Aggregation into function groups enables you to decide on what level of detail to look at the threads or thread groups' activity. In many cases it might be enough to see that a code spends some percent of its time in MPI without knowing in which particular function. In some cases optimizing the serial parts of the program might seem more rewarding than optimizing the communication structure.
However, if the fraction spent in MPI exceeds the expectation, then it is interesting to know in which particular MPI call the time was spent. Function grouping allows exactly this shift in perspective by ungrouping the function group MPI.
While the argumentation given in Thread Aggregation for having nested thread groups may not be that compelling, the reason for having nested function groups comes quite clear as soon as there occur nested modules, classes and/or name spaces.
Provided that there are adequate function groups, it is also much easier to categorize code by library or by author. In this way, it is possible to concentrate precisely on the code that is considered tunable while code that is controlled by third parties is aggregated into coarse categories.

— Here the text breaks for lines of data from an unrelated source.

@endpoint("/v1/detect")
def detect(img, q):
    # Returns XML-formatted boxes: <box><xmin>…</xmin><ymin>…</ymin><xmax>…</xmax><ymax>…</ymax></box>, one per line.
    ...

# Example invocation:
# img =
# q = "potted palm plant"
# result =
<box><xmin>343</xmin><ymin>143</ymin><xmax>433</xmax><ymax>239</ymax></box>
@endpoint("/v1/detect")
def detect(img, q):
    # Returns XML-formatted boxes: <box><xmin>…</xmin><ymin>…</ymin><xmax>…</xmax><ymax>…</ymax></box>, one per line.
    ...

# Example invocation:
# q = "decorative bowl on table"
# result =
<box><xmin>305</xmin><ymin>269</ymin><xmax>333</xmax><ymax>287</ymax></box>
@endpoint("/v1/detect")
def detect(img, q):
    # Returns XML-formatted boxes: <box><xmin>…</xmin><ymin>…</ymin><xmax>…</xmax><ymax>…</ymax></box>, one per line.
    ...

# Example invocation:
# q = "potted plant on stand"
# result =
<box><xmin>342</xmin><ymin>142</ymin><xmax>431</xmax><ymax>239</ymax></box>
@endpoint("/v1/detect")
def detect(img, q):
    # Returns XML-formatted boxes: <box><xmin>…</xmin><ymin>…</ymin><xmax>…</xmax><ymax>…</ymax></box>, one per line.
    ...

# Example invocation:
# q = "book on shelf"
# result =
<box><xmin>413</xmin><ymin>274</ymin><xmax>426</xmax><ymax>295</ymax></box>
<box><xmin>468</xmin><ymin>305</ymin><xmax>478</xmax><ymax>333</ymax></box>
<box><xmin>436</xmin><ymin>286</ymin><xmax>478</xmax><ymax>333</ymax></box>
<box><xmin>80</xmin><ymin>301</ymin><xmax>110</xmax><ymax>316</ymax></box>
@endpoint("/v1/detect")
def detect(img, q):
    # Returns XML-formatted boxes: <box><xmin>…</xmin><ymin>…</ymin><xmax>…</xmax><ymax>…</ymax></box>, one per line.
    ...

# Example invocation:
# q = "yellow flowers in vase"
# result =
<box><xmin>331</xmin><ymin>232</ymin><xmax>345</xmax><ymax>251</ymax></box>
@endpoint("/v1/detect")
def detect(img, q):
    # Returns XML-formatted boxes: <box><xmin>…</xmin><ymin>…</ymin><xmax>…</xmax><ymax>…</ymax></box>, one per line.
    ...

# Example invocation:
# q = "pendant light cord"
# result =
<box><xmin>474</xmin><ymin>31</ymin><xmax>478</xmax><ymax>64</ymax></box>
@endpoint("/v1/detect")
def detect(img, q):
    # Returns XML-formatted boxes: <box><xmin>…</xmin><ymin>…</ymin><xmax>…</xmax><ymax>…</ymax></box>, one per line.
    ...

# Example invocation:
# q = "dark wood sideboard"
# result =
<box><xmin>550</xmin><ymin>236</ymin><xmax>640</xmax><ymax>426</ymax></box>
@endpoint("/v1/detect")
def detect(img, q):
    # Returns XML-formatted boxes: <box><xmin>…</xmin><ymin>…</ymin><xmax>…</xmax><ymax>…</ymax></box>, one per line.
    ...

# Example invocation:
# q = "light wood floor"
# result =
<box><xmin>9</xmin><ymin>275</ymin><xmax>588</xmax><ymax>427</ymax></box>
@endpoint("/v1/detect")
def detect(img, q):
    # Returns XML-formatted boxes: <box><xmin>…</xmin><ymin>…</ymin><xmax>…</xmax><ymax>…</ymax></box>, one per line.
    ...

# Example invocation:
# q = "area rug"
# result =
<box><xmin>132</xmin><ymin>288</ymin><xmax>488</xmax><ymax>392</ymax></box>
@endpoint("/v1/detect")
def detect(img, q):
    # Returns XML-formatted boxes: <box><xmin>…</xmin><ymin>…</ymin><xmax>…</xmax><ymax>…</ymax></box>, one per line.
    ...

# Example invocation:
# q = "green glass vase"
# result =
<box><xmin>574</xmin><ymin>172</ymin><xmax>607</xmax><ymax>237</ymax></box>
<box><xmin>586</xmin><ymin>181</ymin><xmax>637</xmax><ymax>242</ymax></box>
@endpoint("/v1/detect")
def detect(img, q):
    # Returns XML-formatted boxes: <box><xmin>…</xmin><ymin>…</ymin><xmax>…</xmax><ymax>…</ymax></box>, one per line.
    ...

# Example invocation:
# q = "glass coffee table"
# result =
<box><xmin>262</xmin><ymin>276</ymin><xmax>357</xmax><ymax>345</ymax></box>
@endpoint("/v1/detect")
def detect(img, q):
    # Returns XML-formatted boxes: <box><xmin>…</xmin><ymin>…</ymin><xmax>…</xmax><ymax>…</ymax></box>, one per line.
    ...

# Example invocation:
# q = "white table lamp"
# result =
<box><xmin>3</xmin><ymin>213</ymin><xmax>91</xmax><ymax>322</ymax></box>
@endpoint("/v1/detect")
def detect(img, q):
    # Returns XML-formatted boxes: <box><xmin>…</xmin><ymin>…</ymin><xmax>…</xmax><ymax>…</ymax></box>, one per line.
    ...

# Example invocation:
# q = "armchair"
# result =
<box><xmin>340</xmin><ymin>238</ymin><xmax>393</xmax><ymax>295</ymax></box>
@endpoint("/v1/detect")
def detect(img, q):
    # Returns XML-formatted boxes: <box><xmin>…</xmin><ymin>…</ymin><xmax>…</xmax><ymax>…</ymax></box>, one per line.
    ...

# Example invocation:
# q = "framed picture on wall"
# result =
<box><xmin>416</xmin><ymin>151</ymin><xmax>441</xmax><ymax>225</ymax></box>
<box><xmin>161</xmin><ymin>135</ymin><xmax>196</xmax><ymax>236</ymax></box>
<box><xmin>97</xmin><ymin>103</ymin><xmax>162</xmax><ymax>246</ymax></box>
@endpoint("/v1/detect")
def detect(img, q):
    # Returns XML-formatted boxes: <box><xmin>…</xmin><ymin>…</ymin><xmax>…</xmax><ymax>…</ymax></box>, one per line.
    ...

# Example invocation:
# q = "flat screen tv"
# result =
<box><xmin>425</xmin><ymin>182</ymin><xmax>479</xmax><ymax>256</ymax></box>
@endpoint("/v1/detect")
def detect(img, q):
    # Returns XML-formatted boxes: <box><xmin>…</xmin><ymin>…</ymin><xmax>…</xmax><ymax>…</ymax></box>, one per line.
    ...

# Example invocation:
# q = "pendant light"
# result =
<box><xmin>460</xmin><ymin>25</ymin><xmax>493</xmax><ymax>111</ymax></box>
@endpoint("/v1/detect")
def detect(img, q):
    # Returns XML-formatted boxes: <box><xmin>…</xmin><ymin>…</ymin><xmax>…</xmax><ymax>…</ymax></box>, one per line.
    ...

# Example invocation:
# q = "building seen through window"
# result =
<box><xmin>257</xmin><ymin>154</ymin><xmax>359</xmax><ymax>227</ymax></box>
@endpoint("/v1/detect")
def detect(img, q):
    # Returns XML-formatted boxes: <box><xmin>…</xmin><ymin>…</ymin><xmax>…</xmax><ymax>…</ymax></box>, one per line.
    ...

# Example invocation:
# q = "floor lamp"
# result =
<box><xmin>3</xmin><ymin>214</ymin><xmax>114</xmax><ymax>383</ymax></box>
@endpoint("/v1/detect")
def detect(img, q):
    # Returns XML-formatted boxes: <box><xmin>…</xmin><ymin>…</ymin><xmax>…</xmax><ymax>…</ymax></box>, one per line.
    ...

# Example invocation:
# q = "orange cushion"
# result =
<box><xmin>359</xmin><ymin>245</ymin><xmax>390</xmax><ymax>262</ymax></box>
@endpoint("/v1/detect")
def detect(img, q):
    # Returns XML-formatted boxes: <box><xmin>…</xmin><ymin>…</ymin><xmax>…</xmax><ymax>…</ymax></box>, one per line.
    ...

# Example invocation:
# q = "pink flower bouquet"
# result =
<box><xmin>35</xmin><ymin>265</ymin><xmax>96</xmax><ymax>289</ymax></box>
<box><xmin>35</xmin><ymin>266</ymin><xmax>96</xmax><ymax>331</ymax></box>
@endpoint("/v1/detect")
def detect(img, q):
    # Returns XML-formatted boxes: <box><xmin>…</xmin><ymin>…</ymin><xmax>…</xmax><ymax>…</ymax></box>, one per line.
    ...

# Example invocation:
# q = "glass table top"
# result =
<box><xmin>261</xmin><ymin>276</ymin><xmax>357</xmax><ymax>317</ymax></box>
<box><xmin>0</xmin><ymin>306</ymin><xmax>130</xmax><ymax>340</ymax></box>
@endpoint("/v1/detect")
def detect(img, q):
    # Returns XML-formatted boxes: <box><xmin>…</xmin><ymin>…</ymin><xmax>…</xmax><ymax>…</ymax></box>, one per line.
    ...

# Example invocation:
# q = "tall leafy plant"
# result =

Selecting a function group generally results in displaying the information for the group's children. That is the reason why single functions cannot be selected for aggregation.

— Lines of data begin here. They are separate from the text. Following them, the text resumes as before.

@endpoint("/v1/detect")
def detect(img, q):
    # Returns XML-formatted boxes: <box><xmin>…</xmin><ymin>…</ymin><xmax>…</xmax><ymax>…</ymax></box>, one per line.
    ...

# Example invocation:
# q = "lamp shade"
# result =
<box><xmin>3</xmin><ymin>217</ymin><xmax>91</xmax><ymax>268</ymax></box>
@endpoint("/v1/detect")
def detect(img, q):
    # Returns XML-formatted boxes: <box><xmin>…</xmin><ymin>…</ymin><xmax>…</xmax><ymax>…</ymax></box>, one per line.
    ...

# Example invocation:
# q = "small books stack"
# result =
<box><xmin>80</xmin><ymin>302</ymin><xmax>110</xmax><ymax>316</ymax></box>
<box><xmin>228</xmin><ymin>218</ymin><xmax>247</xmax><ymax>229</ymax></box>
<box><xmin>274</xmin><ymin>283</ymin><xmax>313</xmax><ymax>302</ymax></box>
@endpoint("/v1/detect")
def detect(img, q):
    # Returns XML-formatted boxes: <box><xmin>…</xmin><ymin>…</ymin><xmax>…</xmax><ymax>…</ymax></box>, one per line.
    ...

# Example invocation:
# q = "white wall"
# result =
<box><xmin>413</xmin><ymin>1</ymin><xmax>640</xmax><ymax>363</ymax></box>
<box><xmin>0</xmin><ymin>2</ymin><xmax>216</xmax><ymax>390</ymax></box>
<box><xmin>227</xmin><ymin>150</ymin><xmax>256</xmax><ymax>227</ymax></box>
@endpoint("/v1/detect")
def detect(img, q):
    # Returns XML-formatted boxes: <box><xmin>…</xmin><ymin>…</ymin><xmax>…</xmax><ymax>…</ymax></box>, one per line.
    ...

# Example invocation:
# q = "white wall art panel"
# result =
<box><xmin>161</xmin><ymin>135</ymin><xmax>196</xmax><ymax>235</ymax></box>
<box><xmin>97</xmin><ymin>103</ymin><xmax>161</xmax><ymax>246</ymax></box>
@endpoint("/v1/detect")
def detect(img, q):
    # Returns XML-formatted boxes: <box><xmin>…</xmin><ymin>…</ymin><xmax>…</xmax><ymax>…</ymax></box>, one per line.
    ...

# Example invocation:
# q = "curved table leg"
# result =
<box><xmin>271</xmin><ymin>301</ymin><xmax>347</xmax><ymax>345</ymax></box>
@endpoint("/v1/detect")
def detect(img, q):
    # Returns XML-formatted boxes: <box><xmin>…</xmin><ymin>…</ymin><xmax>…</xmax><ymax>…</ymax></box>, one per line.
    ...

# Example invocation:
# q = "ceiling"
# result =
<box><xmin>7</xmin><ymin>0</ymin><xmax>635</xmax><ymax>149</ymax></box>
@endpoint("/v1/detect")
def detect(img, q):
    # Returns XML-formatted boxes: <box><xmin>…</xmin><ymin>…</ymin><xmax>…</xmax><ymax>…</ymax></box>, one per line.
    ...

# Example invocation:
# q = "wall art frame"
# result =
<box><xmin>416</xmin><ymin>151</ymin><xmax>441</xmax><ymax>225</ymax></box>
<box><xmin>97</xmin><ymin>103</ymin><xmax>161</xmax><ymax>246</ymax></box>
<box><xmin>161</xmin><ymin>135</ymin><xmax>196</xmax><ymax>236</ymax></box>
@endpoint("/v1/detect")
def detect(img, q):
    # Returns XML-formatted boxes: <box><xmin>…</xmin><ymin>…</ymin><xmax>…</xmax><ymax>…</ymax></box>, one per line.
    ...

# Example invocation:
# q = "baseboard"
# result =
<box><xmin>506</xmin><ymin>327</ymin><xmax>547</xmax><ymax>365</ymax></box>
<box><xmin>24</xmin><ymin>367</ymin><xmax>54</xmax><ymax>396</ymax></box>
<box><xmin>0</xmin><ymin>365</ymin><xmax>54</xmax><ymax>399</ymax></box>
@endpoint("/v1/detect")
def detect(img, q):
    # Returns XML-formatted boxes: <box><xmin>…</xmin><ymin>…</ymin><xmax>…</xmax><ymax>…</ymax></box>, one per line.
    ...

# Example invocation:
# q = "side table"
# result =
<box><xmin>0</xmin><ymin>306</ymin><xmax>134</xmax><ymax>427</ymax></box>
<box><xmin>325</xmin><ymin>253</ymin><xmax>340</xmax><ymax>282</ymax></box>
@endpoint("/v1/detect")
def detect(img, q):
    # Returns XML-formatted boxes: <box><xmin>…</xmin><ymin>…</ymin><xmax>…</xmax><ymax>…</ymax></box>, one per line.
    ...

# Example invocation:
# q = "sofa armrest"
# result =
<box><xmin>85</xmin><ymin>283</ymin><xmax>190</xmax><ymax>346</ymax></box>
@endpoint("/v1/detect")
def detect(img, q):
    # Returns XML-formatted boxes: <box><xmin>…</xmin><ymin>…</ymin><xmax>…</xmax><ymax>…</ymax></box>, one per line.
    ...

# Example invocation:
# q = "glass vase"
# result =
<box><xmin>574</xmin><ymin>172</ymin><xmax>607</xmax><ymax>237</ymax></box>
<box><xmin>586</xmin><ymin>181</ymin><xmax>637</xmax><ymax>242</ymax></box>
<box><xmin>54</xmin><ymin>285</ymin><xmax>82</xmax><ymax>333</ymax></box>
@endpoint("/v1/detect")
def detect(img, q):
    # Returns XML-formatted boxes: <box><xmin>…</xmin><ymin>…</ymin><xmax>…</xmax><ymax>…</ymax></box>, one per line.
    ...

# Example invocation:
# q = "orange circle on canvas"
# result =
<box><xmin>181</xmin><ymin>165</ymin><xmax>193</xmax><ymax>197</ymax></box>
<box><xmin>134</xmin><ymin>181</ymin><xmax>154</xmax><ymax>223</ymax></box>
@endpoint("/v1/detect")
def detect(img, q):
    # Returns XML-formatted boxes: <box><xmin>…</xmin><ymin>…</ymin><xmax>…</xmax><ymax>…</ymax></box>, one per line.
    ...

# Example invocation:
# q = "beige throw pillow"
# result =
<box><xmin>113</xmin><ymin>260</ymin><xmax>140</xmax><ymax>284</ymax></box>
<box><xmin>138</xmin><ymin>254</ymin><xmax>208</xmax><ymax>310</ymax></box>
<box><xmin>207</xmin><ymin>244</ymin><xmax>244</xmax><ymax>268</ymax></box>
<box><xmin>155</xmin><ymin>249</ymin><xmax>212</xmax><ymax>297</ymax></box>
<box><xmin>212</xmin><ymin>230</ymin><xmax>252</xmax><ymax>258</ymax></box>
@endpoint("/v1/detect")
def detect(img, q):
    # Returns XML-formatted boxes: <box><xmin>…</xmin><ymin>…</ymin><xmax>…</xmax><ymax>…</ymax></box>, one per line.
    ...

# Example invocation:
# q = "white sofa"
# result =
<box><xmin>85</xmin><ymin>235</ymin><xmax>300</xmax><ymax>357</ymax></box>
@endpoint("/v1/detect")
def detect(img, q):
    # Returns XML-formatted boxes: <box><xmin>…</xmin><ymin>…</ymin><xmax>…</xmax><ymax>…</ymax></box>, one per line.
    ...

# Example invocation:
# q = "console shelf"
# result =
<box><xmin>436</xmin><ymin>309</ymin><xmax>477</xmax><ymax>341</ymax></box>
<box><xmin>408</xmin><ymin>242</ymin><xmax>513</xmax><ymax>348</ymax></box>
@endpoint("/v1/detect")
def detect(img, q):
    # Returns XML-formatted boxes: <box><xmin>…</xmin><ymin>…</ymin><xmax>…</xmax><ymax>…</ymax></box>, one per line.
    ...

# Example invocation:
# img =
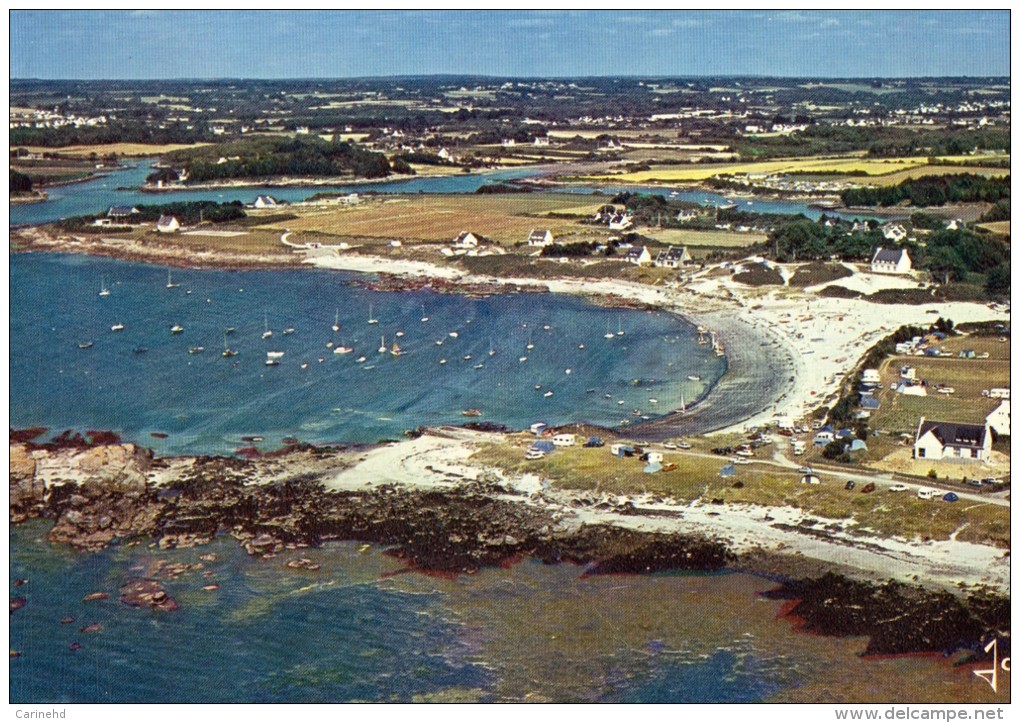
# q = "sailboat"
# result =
<box><xmin>604</xmin><ymin>322</ymin><xmax>615</xmax><ymax>339</ymax></box>
<box><xmin>334</xmin><ymin>338</ymin><xmax>354</xmax><ymax>354</ymax></box>
<box><xmin>332</xmin><ymin>309</ymin><xmax>341</xmax><ymax>332</ymax></box>
<box><xmin>420</xmin><ymin>305</ymin><xmax>429</xmax><ymax>322</ymax></box>
<box><xmin>170</xmin><ymin>324</ymin><xmax>184</xmax><ymax>334</ymax></box>
<box><xmin>390</xmin><ymin>341</ymin><xmax>404</xmax><ymax>356</ymax></box>
<box><xmin>368</xmin><ymin>304</ymin><xmax>379</xmax><ymax>325</ymax></box>
<box><xmin>377</xmin><ymin>336</ymin><xmax>386</xmax><ymax>353</ymax></box>
<box><xmin>488</xmin><ymin>339</ymin><xmax>496</xmax><ymax>357</ymax></box>
<box><xmin>99</xmin><ymin>277</ymin><xmax>111</xmax><ymax>297</ymax></box>
<box><xmin>78</xmin><ymin>341</ymin><xmax>94</xmax><ymax>349</ymax></box>
<box><xmin>680</xmin><ymin>391</ymin><xmax>686</xmax><ymax>414</ymax></box>
<box><xmin>616</xmin><ymin>319</ymin><xmax>625</xmax><ymax>336</ymax></box>
<box><xmin>526</xmin><ymin>330</ymin><xmax>534</xmax><ymax>350</ymax></box>
<box><xmin>166</xmin><ymin>269</ymin><xmax>178</xmax><ymax>289</ymax></box>
<box><xmin>262</xmin><ymin>314</ymin><xmax>272</xmax><ymax>339</ymax></box>
<box><xmin>222</xmin><ymin>332</ymin><xmax>238</xmax><ymax>357</ymax></box>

In the case of timelines, certain events may not be visible at all times. It does not necessarily mean that they are not there. It can happen because the finer your grouping is, the less time is spent in each individual function/group. On aggregating over processes in a time interval where some processes are idle, nothing is displayed because of the idle state of the processes. Zooming in helps to see these events better. For a better overview, check one of the corresponding profiles. If the timeline and the profile seem to contradict, then the information from the profile is more precise.